I've come to realize over time that this feeling is less related to my schedule than it is my expectations and my desire to have it all. I stopped in the park to see a friend but slowly felt more and more stressed as we spoke because I wanted to see another friend and getting writing in. My own little mental plans which were by no means set in stone kept me from being present with a friend. Well they almost did. I noticed my stressy build up and let it be, which didn't make me less stressed but helped me to focus on what my friend was saying. I began to actually engage in her words. But I also ended our talk rather early, which I think was fitting.
Honestly, I'm tired of writing about expectations. I've written so much about how our expectations control us, about how my mental schedule holds me back. It's done to death I think, I'm beating a dead horse. Unless there is some miraculous new way of considering things I haven't previously pondered. To be truthful, there probably won't be for a while. Realizations come slow.
What stories do you tell yourself?
Stories are powerful, primal. They've been around as long as we have and come out in every part of our lives. Everything we know is a story. More and more I'm convinced that even our hard sciences are just stories. Evolution is a story we tell about the past. It's a scientifically backed story but a story nonetheless. So if stories can shape our view about our whole species, imagine what they do on the micro scale of ours lives...
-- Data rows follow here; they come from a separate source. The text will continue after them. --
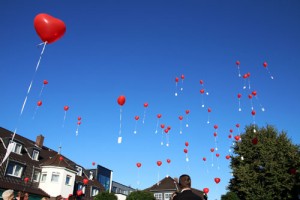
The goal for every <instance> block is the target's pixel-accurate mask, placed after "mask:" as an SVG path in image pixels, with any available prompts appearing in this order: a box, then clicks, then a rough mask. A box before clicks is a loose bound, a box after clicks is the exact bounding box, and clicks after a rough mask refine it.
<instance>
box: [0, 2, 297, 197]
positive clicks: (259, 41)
mask: <svg viewBox="0 0 300 200" xmlns="http://www.w3.org/2000/svg"><path fill="white" fill-rule="evenodd" d="M299 9H300V3H299V1H296V0H290V1H277V0H275V1H234V0H231V1H226V2H225V1H177V0H175V1H174V0H173V1H156V0H154V1H115V0H113V1H85V2H83V1H75V2H74V1H57V0H54V1H15V0H10V1H7V0H5V1H1V3H0V10H1V12H0V26H1V27H2V28H1V32H0V36H1V37H0V43H1V48H0V55H1V59H0V65H1V67H0V91H1V100H0V102H1V103H0V110H1V112H0V126H2V127H3V128H6V129H8V130H11V131H14V130H15V129H16V128H17V130H18V131H17V133H18V134H20V135H23V136H25V137H27V138H29V139H32V140H35V138H36V136H37V135H39V134H43V135H44V136H45V145H46V146H48V147H50V148H52V149H54V150H58V147H59V146H60V145H61V146H62V154H63V155H65V156H67V157H68V158H70V159H73V160H75V161H76V162H78V163H79V164H81V165H82V166H84V167H86V168H91V167H92V162H96V163H97V164H100V165H102V166H105V167H107V168H109V169H112V170H113V172H114V175H113V179H114V180H115V181H117V182H120V183H122V184H125V185H130V186H132V187H134V188H139V189H144V188H147V187H150V186H152V185H153V184H155V183H156V182H157V180H158V178H159V179H162V178H163V177H164V176H166V175H167V174H168V175H170V176H172V177H178V176H180V175H181V174H182V173H188V174H190V175H191V177H192V180H193V187H195V188H198V189H201V190H202V189H203V188H204V187H208V188H209V189H210V192H209V197H210V198H211V199H220V196H221V194H224V193H226V186H227V185H228V181H229V179H230V177H231V174H230V169H229V162H230V161H228V160H226V159H225V156H226V155H227V154H229V153H230V152H229V146H230V144H231V141H230V140H229V139H228V137H227V136H228V134H229V130H230V129H233V135H236V134H238V130H237V128H236V127H235V124H237V123H239V124H240V125H241V127H240V131H241V132H242V131H243V130H244V127H245V126H246V125H250V124H252V123H253V122H254V119H253V117H252V115H251V101H250V100H249V99H248V97H247V96H248V94H249V93H251V92H252V91H253V90H256V91H257V97H258V99H256V98H253V99H252V103H253V107H254V109H255V110H256V116H255V123H256V124H257V125H259V126H266V125H267V124H270V125H274V126H275V127H276V128H277V129H278V130H279V131H282V130H283V131H286V132H287V134H288V136H289V138H291V140H292V142H293V143H294V144H299V143H300V137H299V134H297V126H298V124H299V122H300V121H299V119H300V118H299V114H300V109H299V106H298V102H300V98H299V85H300V79H299V78H298V77H297V74H299V66H300V61H299V52H300V37H299V35H300V26H299V25H300V13H299V12H298V11H299ZM39 13H47V14H49V15H51V16H53V17H56V18H59V19H61V20H62V21H64V23H65V24H66V28H67V31H66V33H65V34H64V36H63V37H62V38H61V39H59V40H58V41H56V42H54V43H52V44H49V45H47V46H46V48H45V52H44V54H43V56H42V60H41V63H40V66H39V69H38V71H37V72H36V74H35V73H34V72H35V66H36V64H37V61H38V59H39V56H40V52H41V47H38V46H37V45H38V44H39V43H41V42H42V41H41V39H40V38H39V36H38V35H37V33H36V31H35V29H34V26H33V19H34V18H35V16H36V15H37V14H39ZM237 60H239V61H240V63H241V64H240V71H241V73H242V75H243V74H245V73H247V72H250V73H251V76H250V78H249V80H250V89H249V85H248V82H246V83H247V88H246V89H243V86H244V81H245V80H243V78H240V77H238V69H237V66H236V64H235V62H236V61H237ZM264 61H266V62H267V63H268V67H267V69H268V70H269V72H270V73H271V74H272V75H273V76H274V79H273V80H272V79H271V78H270V75H269V73H268V71H267V69H266V68H264V67H263V65H262V63H263V62H264ZM34 74H35V75H34ZM182 74H183V75H184V76H185V79H184V81H183V83H182V80H181V79H180V76H181V75H182ZM176 77H179V82H178V86H177V92H178V96H175V95H174V93H175V90H176V84H175V78H176ZM45 79H46V80H48V81H49V84H48V85H46V86H45V87H44V89H43V92H42V95H41V96H39V93H40V91H41V88H42V86H43V80H45ZM31 80H33V85H32V88H31V91H30V93H29V94H28V100H27V102H26V106H25V108H24V111H23V113H22V115H20V110H21V107H22V104H23V101H24V98H25V96H26V92H27V89H28V86H29V83H30V81H31ZM200 80H203V81H204V86H205V89H206V91H208V92H209V95H201V94H200V92H199V91H200V89H202V85H201V84H200V83H199V81H200ZM181 87H183V90H182V91H181V90H180V88H181ZM238 93H241V94H242V98H241V108H242V111H241V112H239V111H238V98H237V94H238ZM120 95H125V96H126V103H125V104H124V106H123V107H122V121H121V123H122V137H123V142H122V143H121V144H118V143H117V138H118V136H119V126H120V119H119V115H120V106H119V105H118V103H117V98H118V96H120ZM39 100H42V101H43V105H42V106H41V107H39V108H38V109H37V110H36V107H37V106H36V103H37V101H39ZM202 101H203V103H204V108H203V107H202ZM145 102H148V104H149V106H148V107H147V108H146V109H145V108H144V106H143V104H144V103H145ZM65 105H68V106H69V107H70V109H69V110H68V111H67V113H66V116H65V120H64V115H65V111H64V110H63V107H64V106H65ZM260 105H262V106H263V107H264V108H265V112H262V111H261V109H260ZM208 107H210V108H211V109H212V112H211V113H209V117H210V123H209V124H207V119H208V112H207V108H208ZM187 109H189V110H190V113H189V114H188V116H186V114H185V110H187ZM158 113H160V114H162V117H161V118H160V121H159V124H161V123H164V124H166V125H169V126H171V130H170V132H169V147H167V146H166V145H165V143H164V145H161V138H162V136H163V138H164V139H165V136H166V135H165V134H162V133H161V129H160V128H159V129H158V130H159V131H158V133H156V134H155V130H156V124H157V117H156V115H157V114H158ZM144 114H145V123H144V124H143V123H142V120H143V117H144ZM136 115H139V116H140V120H139V121H137V122H136V121H135V119H134V116H136ZM180 115H182V116H183V117H184V119H183V120H182V121H181V123H182V124H181V126H180V120H179V119H178V117H179V116H180ZM33 116H34V118H33ZM78 116H81V117H82V120H81V121H82V124H81V125H80V126H79V132H78V136H76V133H75V131H76V128H77V117H78ZM187 117H188V124H189V127H186V126H185V124H186V118H187ZM63 124H64V126H63ZM215 124H217V125H218V129H217V132H218V137H217V139H216V141H215V138H214V136H213V133H214V132H215V129H214V128H213V126H214V125H215ZM135 126H136V130H137V133H136V134H134V133H133V131H134V129H135ZM180 127H181V128H182V134H180V133H179V132H180ZM186 141H188V142H189V147H188V148H189V152H188V157H189V162H186V159H185V157H186V155H185V154H184V152H183V149H184V148H185V142H186ZM164 142H165V141H164ZM216 144H217V146H218V153H219V154H220V157H219V158H218V159H217V158H216V156H215V155H214V154H212V153H211V152H210V148H214V147H215V146H216ZM203 157H206V158H207V161H206V162H203V161H202V158H203ZM212 158H213V159H212ZM166 159H171V163H170V164H168V163H167V162H166ZM158 160H161V161H162V165H161V166H160V167H158V166H157V165H156V162H157V161H158ZM137 162H140V163H142V166H141V167H140V168H139V169H138V168H137V167H136V163H137ZM212 164H213V165H214V166H212ZM215 177H219V178H221V182H220V183H219V184H218V185H217V184H216V183H215V182H214V178H215Z"/></svg>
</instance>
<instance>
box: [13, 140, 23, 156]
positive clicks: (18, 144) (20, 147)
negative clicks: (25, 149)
mask: <svg viewBox="0 0 300 200" xmlns="http://www.w3.org/2000/svg"><path fill="white" fill-rule="evenodd" d="M13 143H14V147H13V149H12V152H14V153H17V154H21V150H22V145H21V144H19V143H16V142H13Z"/></svg>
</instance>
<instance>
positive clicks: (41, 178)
mask: <svg viewBox="0 0 300 200" xmlns="http://www.w3.org/2000/svg"><path fill="white" fill-rule="evenodd" d="M46 178H47V173H42V177H41V182H45V181H46Z"/></svg>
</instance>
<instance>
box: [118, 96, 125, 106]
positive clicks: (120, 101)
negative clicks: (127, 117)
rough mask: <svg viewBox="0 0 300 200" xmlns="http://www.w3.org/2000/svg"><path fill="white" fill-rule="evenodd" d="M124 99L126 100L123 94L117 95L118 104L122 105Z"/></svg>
mask: <svg viewBox="0 0 300 200" xmlns="http://www.w3.org/2000/svg"><path fill="white" fill-rule="evenodd" d="M125 101H126V98H125V96H123V95H121V96H119V97H118V104H119V105H120V106H123V105H124V103H125Z"/></svg>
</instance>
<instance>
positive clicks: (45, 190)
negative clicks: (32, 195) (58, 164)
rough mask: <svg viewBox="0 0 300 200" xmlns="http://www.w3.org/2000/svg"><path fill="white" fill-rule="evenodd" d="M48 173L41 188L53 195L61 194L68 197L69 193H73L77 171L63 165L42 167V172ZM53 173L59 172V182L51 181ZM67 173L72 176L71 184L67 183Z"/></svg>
mask: <svg viewBox="0 0 300 200" xmlns="http://www.w3.org/2000/svg"><path fill="white" fill-rule="evenodd" d="M43 173H47V178H46V180H45V182H41V181H40V184H39V188H40V189H42V190H44V191H45V192H47V193H48V194H49V195H50V196H51V197H56V196H58V195H59V194H60V195H62V196H63V197H64V198H67V197H68V196H69V194H73V190H74V184H75V173H74V172H72V171H69V170H66V169H65V168H61V167H53V166H51V167H42V173H41V175H42V174H43ZM53 173H59V179H58V181H57V182H53V181H51V177H52V174H53ZM67 175H69V176H71V181H70V184H69V185H66V184H65V181H66V177H67Z"/></svg>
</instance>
It wasn't until recently that I realized I try to make my life fit a certain story. For some reason I'm stuck on the bad boy turned good story line. Which makes no sense because I have never ever been a bad boy and probably don't have the stomach for it, even if I agreed with the morals of such a life. Yesterday I realized almost all of the media I consume relates to this central story line. I listen to G-Eazy and Token and love the movie Logan. I'm a sucker for books like the King Killer Chronicles, which tells the tale of a young man whose life gets turned upside down and finds his way through daring feats and storytelling. I want to be this character in this story I've made up. There's only one problem. I'll never be that character and that story will never be my story.
This is not to say we can't learn from stories that aren't ours. But we can't become and embody stories that aren't ours. I will forever be a white male who grew up in a privileged suburb with parents who did their best for me. That's my story and acting like it's not doesn't do me any favors. I don't think it's a particularly cool story, but hell maybe it can one day become compelling if I figure out how to own it.